Прежде чем вернулся Флай, прилетела назад храбрая вальдшнепиха, опять тревожно заверещав надо мной, кинувшись, как мне показалось, чуть ли не к моим ногам, и, едва не касаясь земли, опять вдруг взмыла над ольховыми кустами, закричав еще громче и отчаяннее прежнего. Тут же из кустов поднялись два или три птенца и, порхая, как бабочки, полетели прочь. Крылья их были еще так слабы, что я видел, как птички стали снижаться, планируя меж стволами деревьев.
В этот момент подбежал запыхавшийся и обезумевший мой пес, диковато озираясь и не видя меня.
— Ко мне, Флай! — крикнул я, распираемый нетерпением. — Ко мне! Кому говорят!
Он метнулся от меня, даже не взглянув в мою сторону, но тут же возвратился, будто что-то забыл, и стал внимательно прислушиваться: висячие уши мешали ему, и он склонил голову набок, приоткрыв чуткую раковину. Я опять позвал его к себе. Он наконец увидел меня, бросился, застонав от восторга, стал прыгать на грудь, а я как мог успокаивал его, свистящим шепотом приговаривая:
— Тихо, Флай, тихо… Все хорошо. Только — тихо!
Ему не хватало воздуха, и он словно бы рвал его зубами, глотал и глотал его, захлебываясь пенистой массой, надрываясь и страдальчески стеная при этом.
Я же тем временем шел к высокой елке, широко раскинувшей нижние ветви, под которую, как мне показалось, опустился один вальдшнепенок.
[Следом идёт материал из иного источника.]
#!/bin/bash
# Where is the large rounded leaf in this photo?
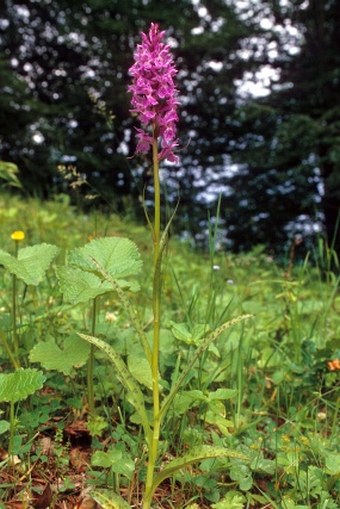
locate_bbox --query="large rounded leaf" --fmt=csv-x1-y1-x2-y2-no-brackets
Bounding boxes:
0,243,59,286
0,368,45,403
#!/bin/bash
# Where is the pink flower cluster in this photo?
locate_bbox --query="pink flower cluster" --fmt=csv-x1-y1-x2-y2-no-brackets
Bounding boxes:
128,23,178,162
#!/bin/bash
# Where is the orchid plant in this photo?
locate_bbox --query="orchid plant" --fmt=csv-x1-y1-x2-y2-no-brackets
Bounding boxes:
77,23,251,509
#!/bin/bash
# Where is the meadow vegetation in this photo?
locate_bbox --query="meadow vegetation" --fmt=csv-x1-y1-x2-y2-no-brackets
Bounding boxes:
0,194,340,509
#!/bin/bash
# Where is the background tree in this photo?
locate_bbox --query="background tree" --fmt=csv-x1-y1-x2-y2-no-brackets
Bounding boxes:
0,0,340,254
226,0,340,253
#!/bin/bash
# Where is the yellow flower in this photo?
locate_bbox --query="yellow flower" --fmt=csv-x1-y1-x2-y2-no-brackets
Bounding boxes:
11,230,25,241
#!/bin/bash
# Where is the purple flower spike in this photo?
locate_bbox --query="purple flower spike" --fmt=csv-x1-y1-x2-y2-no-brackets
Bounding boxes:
128,23,178,163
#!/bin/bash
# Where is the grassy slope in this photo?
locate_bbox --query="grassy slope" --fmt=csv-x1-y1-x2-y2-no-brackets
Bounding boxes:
0,192,340,509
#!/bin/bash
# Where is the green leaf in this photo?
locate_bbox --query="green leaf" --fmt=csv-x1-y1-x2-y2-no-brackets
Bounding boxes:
0,161,22,189
128,353,152,390
30,335,90,375
78,333,151,441
0,243,59,286
211,491,245,509
90,490,131,509
208,388,237,401
326,453,340,475
68,237,142,279
91,449,135,479
0,421,9,435
152,445,248,493
160,315,252,417
0,368,45,403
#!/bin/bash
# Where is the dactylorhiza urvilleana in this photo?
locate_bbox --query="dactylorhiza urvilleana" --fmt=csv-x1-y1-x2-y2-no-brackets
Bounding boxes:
128,23,178,163
128,23,178,509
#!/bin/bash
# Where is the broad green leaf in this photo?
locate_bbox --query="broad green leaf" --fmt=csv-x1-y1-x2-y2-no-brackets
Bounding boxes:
30,335,90,375
0,368,45,403
326,453,340,475
57,237,142,304
68,237,142,279
91,449,135,479
0,161,22,189
171,389,207,415
202,410,234,435
0,244,59,286
0,421,9,435
78,333,151,441
90,490,131,509
152,445,248,493
128,352,152,389
160,315,252,417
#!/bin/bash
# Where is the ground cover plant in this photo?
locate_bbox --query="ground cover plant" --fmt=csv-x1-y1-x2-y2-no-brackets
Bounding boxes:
0,24,339,509
0,190,339,509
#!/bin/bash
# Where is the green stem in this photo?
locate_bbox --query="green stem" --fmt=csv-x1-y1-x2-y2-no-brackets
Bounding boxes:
12,241,19,363
0,333,20,369
143,133,161,509
87,297,98,415
8,400,15,462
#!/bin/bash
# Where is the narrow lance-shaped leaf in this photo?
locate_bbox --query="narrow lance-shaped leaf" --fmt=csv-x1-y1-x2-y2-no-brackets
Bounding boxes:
0,368,45,403
91,490,131,509
57,237,142,304
160,315,252,418
152,445,249,493
78,332,151,443
0,243,59,286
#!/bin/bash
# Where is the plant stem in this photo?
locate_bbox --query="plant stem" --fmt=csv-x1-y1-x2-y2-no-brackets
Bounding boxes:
143,133,161,509
87,297,98,415
12,241,19,359
8,400,15,462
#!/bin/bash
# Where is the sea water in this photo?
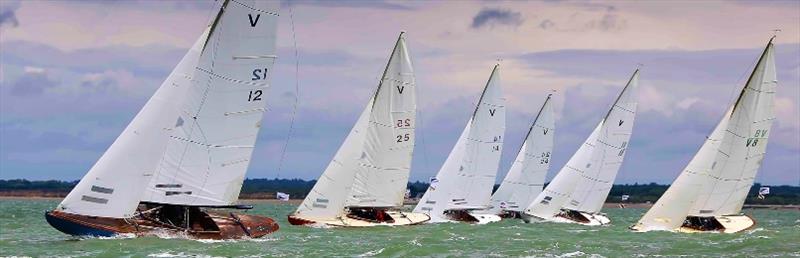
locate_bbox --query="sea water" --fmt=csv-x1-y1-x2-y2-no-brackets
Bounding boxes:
0,199,800,257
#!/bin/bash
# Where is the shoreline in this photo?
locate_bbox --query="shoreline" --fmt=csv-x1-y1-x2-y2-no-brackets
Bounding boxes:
0,195,800,211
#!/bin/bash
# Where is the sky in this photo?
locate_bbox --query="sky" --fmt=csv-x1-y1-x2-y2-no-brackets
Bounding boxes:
0,0,800,185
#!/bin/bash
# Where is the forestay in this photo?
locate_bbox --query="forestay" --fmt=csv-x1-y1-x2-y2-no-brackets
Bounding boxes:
143,0,279,206
414,65,505,216
565,69,639,213
491,94,555,213
57,30,208,218
635,39,777,230
295,33,416,219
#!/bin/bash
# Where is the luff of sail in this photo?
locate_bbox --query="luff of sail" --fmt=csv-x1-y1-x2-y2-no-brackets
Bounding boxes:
525,69,639,219
142,0,279,206
56,30,208,218
632,39,777,231
565,69,639,213
294,33,416,220
414,65,505,218
491,94,555,213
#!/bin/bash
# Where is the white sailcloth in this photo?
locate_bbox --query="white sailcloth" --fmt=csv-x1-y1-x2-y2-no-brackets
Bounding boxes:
565,70,639,213
490,94,555,213
414,65,505,221
295,33,416,219
142,0,279,206
635,39,778,230
525,69,639,218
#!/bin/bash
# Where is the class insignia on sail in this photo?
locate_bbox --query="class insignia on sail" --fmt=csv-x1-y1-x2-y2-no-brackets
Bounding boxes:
487,94,555,218
45,0,279,239
521,69,639,226
288,33,430,227
631,37,778,233
414,65,506,224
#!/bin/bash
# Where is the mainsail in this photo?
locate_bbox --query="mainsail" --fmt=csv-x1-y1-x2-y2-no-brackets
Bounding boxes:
295,33,416,219
491,94,555,213
142,0,279,206
57,0,278,218
525,69,639,218
414,65,506,220
634,39,778,230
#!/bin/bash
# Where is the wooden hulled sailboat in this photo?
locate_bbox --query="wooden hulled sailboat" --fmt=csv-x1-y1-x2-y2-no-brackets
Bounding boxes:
488,94,555,218
414,65,506,224
289,33,430,227
631,39,778,233
522,69,639,225
46,0,279,239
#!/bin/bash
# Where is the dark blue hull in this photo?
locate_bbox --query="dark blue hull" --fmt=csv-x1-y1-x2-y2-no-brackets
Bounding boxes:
44,212,117,237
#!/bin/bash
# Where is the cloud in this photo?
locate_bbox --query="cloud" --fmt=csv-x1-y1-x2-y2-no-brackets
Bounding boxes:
10,67,58,97
539,19,556,30
471,8,524,29
0,0,20,27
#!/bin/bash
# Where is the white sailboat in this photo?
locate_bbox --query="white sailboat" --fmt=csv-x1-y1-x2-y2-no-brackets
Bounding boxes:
522,69,639,225
289,33,430,227
631,37,778,233
414,65,506,224
46,0,279,238
488,94,555,218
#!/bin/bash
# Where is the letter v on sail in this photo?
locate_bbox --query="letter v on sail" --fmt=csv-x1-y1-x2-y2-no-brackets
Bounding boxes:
631,37,778,233
46,0,279,239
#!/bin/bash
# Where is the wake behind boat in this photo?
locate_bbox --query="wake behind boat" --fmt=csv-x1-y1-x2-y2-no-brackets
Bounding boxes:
522,69,639,226
288,33,430,227
414,65,506,224
631,37,778,233
45,0,279,239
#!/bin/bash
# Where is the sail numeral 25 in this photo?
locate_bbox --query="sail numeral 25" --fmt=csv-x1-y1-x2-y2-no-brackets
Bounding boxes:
396,118,411,127
396,134,411,142
247,90,262,101
251,68,268,81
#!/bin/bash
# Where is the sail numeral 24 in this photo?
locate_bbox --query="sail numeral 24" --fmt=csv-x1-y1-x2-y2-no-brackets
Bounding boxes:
744,129,767,147
247,90,263,101
396,134,411,142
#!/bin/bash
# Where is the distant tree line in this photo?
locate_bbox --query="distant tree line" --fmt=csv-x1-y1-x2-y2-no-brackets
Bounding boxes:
0,178,800,205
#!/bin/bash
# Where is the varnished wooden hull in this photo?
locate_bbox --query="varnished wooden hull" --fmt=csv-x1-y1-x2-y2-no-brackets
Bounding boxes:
45,211,279,239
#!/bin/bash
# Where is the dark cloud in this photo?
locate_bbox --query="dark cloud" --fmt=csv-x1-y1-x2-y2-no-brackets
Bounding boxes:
9,68,58,97
471,8,524,29
0,0,20,27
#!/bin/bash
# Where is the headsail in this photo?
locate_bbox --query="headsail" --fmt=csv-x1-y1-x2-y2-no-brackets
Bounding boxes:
634,39,778,230
295,33,416,219
142,0,279,206
525,69,639,218
414,65,505,219
491,94,555,213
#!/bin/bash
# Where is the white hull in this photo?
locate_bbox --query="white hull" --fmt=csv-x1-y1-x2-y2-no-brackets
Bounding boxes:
522,210,611,226
294,211,431,227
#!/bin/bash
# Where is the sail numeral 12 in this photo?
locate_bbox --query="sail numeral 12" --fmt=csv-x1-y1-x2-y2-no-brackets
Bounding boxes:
247,90,262,101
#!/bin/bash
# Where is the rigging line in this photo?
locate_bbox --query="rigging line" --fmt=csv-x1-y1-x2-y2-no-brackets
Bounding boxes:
275,1,300,178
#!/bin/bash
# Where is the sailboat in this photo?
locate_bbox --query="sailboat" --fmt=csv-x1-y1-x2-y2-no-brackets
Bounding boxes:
45,0,279,239
414,65,506,224
288,33,430,227
631,37,778,233
522,69,639,226
488,94,555,218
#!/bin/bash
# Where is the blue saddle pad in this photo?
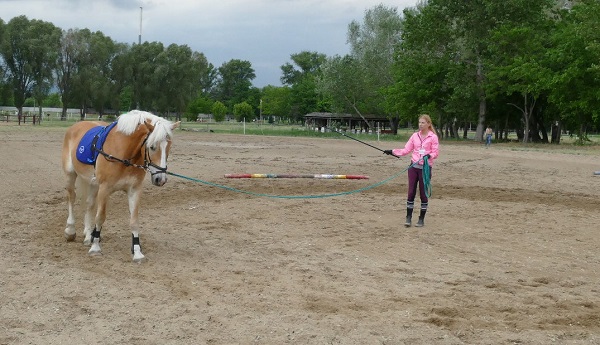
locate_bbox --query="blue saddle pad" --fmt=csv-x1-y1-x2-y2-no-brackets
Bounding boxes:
76,121,117,164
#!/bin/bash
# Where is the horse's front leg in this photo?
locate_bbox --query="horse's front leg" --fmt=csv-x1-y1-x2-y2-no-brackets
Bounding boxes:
65,172,77,242
88,186,110,255
83,182,98,246
128,184,145,263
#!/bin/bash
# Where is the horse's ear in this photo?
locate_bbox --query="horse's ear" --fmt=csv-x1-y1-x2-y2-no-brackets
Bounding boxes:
144,120,154,132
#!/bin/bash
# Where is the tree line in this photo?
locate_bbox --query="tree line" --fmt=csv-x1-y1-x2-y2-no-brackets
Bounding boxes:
0,0,600,143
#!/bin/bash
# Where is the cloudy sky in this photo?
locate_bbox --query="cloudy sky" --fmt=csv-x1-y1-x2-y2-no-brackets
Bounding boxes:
0,0,417,87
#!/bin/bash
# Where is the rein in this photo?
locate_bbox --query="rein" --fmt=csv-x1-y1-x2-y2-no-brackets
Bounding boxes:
166,163,426,199
93,133,167,176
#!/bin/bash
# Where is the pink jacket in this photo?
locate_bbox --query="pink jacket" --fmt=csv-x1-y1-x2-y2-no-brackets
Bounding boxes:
392,131,440,167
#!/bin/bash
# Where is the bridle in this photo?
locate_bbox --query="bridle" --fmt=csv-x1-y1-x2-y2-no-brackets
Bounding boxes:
93,133,167,176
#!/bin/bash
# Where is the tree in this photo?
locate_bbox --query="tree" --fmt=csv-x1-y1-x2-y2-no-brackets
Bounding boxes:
211,101,227,122
214,59,256,109
318,5,403,132
281,51,329,120
233,102,254,122
547,0,600,143
0,16,61,120
262,85,292,119
55,29,86,121
487,24,550,143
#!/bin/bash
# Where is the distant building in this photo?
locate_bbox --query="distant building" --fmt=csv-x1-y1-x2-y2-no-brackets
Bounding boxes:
304,112,390,132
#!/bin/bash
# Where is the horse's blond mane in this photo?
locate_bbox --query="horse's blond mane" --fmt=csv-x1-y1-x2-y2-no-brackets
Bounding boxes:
117,110,173,147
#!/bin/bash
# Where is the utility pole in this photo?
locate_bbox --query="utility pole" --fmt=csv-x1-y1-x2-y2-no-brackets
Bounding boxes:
138,6,143,45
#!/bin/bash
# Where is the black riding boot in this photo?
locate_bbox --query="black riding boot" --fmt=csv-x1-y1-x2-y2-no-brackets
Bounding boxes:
415,209,427,228
404,207,413,228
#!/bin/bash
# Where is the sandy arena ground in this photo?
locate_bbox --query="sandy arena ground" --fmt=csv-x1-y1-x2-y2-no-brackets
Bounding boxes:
0,126,600,345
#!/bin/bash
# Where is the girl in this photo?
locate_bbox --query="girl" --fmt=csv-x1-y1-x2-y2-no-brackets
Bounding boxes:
383,114,440,227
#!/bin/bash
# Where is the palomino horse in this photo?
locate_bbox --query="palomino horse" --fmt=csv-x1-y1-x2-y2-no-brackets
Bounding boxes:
62,110,180,262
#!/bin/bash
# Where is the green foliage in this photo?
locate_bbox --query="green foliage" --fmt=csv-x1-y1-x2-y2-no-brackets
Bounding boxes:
211,101,227,122
213,59,256,108
42,92,62,108
233,102,255,122
185,96,214,121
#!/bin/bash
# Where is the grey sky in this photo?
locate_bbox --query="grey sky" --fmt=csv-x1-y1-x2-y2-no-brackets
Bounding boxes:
0,0,417,87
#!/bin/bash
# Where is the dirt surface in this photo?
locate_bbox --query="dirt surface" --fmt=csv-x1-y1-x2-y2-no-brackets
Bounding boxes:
0,127,600,344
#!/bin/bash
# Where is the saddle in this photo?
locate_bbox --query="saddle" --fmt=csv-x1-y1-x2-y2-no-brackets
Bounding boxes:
76,121,117,165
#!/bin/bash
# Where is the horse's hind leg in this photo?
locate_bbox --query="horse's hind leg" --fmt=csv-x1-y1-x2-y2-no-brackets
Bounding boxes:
88,186,110,255
65,172,77,242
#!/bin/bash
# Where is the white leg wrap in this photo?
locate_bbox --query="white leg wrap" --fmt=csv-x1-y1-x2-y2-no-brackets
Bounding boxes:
88,238,102,255
133,244,145,263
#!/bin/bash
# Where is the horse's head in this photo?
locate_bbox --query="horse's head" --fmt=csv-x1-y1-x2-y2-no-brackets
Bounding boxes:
144,119,181,186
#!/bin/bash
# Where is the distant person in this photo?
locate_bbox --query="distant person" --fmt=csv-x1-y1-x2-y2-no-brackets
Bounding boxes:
383,114,440,227
485,126,492,147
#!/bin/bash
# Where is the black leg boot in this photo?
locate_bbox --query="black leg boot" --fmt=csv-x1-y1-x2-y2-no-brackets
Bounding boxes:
404,207,413,228
415,209,427,228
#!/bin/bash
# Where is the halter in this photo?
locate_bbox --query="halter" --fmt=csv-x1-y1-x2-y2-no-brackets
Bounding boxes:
93,133,167,176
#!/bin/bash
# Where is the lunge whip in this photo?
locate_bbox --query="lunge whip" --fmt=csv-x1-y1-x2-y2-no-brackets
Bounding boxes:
333,129,385,153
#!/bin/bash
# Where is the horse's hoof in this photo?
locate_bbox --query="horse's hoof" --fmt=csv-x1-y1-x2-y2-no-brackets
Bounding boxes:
65,226,77,242
133,253,146,264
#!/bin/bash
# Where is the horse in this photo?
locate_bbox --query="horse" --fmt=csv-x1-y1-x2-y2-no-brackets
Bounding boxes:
62,110,181,263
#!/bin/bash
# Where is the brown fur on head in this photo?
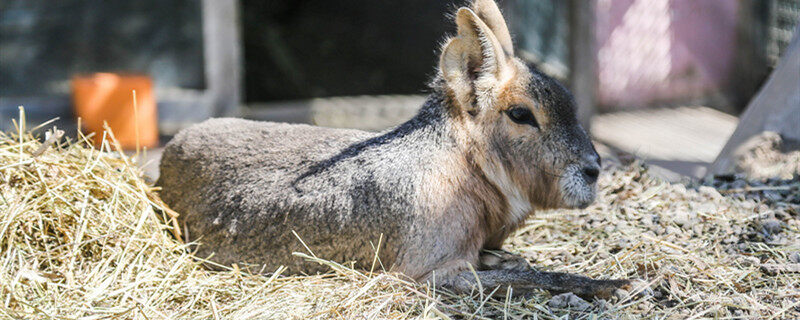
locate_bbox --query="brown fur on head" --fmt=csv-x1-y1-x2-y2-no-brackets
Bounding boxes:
438,0,600,218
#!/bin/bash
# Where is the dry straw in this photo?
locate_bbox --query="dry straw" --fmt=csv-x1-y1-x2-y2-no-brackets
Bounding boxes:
0,109,800,319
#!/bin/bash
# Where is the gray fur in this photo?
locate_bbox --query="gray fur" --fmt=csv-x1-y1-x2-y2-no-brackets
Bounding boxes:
157,0,644,296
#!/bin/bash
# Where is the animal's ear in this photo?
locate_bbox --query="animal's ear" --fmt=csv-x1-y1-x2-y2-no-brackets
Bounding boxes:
439,8,509,113
472,0,514,55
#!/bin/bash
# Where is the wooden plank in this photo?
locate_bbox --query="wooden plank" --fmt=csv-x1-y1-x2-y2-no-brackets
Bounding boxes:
709,26,800,174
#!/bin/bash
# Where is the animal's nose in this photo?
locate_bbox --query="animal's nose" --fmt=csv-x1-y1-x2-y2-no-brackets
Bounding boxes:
582,166,600,184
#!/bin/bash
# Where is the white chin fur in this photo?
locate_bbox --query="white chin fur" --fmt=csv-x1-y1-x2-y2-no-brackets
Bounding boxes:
559,166,596,209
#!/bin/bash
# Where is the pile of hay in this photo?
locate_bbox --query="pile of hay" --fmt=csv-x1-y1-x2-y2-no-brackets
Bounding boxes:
0,117,800,319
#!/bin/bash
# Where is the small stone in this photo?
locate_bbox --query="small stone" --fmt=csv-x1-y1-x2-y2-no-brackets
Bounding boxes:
761,219,783,234
547,292,592,311
789,251,800,263
672,211,692,227
697,186,722,199
667,226,681,234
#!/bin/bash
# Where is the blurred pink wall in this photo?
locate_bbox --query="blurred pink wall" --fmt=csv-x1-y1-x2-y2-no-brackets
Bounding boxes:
596,0,738,110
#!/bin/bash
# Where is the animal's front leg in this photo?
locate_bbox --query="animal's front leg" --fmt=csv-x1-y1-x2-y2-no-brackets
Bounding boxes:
478,249,533,271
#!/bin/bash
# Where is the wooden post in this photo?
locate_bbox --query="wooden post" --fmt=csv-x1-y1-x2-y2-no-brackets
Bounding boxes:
203,0,242,117
568,0,598,131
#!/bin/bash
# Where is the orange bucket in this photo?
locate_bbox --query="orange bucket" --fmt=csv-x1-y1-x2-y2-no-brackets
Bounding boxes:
72,73,158,149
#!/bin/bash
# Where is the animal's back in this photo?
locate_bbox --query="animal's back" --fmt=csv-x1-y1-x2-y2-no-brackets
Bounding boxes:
158,118,396,271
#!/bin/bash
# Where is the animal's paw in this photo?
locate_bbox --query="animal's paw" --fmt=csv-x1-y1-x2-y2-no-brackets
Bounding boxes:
480,250,532,271
614,279,654,299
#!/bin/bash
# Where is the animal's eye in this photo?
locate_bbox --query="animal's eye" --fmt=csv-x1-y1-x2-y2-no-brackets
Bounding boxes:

— Ищи, Флай, — молил я собаку. — Птичку ищи! Вот тут где-то птичка, ты понимаешь?
Глаза его, казалось, пожелтели, пропитались ублюдочной зеленцой; кожа вокруг разинутой до ушей пасти собралась складками; длинный язык часто-часто в такт дыхания дергался, свесившись через зубы набок, — вид у Флая был загнанный и несчастный, а глаза как будто слезились в страдальческом прищуре: он не понимал, о чем я его прошу.
И тогда я проклял его! возненавидел! испепелил злобным взглядом! Готов был ногой пнуть этот рыжий, мокрый, трясущийся ком глупой шерсти, глядевший на меня с вековой тоской какого-то смертельно усталого кули.
Я забылся в дикой своей страсти и, схватив за шиворот, поволок Флая к елке, в безумии приказывая ему искать, искать, искать.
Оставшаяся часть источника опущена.